I am not against guns. I’m against murder. I am against the belief that anyone has the right to defend their belief by killing others. I am against the belief that anyone should have even a moderately easy access to weapons designed to do what Omar Mir Seddique Mateen did in Pulse. Maybe, just maybe, if it is not so easy for those who harbor insane beliefs to access means by which they might act on those insane beliefs, they could have enough time, and opportunity to consider that there is another way of looking at it. All we need to do in order to find truth is to suspend our belief long enough to consider that there is another way of looking at it.

The most insane of all beliefs is that you can kill truth by killing those who speak it, and live it. Truth does not determine that anyone should die because of sexual orientation, gender identity, race, religion, culture, appearance or belief itself. Truth knows better. Truth knows that any attempt to impose your belief on another is like trying to hold beach balls under the water. It never has worked for long. It never will. The right to freedom cannot be suppressed. Love cannot be killed. Truth cannot be killed. Countless saints, sages and philosophers have proven this over and over. It is the assassin’s illusion to think that popping a balloon will destroy the air within it. Yet they seem to persist, and do not recognize that a terrorist attack is like a wasp sting. Although it may be very painful, it does not kill the host. It only makes the host more determined to find the nest and destroy it. So long as belief in an eye for an eye exists, this will seem to be human nature.

Yet, I hope for a day when we all will realize how truly precious and beautiful every person is. I hope for a day when all people respect themselves and others equally.

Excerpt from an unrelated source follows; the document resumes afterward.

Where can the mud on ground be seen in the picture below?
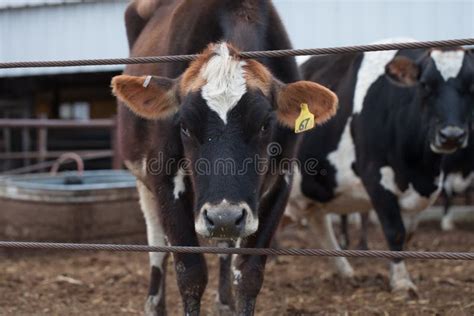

I hope for a day when everyone realizes that no belief is worth killing for, and all belief, ultimately is only illusion. Until that day comes, I comfort myself with the words of Mathatma Gandhi who was himself killed by an assassin’s bullet.

“When I despair, I remember that all through history the ways of truth and love have always won. There have been tyrants, and murderers, and for a time they can seem invincible, but in the end they always fall. Think of it—always.”